Aug 17, 2009 Comments Off
Who Do You Trust?
Ben Goldacre writes about the dubious practices of the Express, Mail, Mirror and Telegraph in publishing dubious research as news – in the Express’ case the top half of a page contained an article on a product whilst the bottom half of the page would contain an advertisement on where the product could be purchased.
The reason papers are doing this is
Advertising revenues for newspapers will be down 25% this year. They are short of cash, they are short of money to pay people to fill their pages, and they print PR-reviewed “research” straight from the press release, because it’s quick and it’s cheap. Ben Goldacre, The Guardian.
And to be honest that’s what I come to expect from these newspapers – the trouble is it’s creeping into my newspaper as Goldacre writes
And nobody is immune. I love the Guardian.
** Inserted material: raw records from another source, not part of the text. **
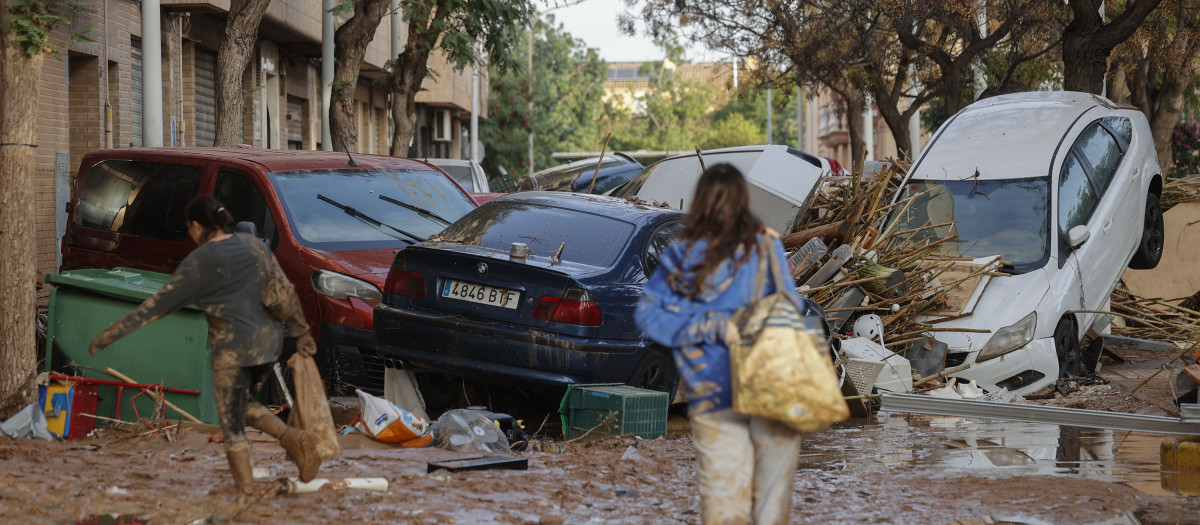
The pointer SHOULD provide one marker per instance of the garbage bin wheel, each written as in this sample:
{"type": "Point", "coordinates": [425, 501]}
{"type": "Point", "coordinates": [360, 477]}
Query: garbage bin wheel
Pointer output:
{"type": "Point", "coordinates": [1066, 343]}
{"type": "Point", "coordinates": [654, 372]}
{"type": "Point", "coordinates": [1150, 249]}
On Monday we printed a news article about a “report” “published” by Nuffield Health, headlined “No sex please, we’re British and we’re lazier than ever”. “This is the damning conclusion of a major new report published today,” says the press release from Nuffield about a document they call the “Nuffield Health Fitness Report”. News? I asked Nuffield’s press office for a copy of the new report, but they refused, and explained that the material is all secret. The Guardian journalist can’t have read it either. I don’t really see how this “report” has been “published”, and in all honesty, I wonder whether it even exists, in any meaningful sense, outside of a press release.
Nuffield Health are the people who run private hospitals and clinics which you can’t afford. In the week when the NHS is under attack from all sides in the US, The Guardian gave free advertising to Nuffield, for their unpublished published “report”, which nobody even read, in exchange for 370 words of content. This is endemic, and it creeps me out. Ben Goldacre, The Guardian.
Where else is The Guardian cutting corners? Who do you trust with the news?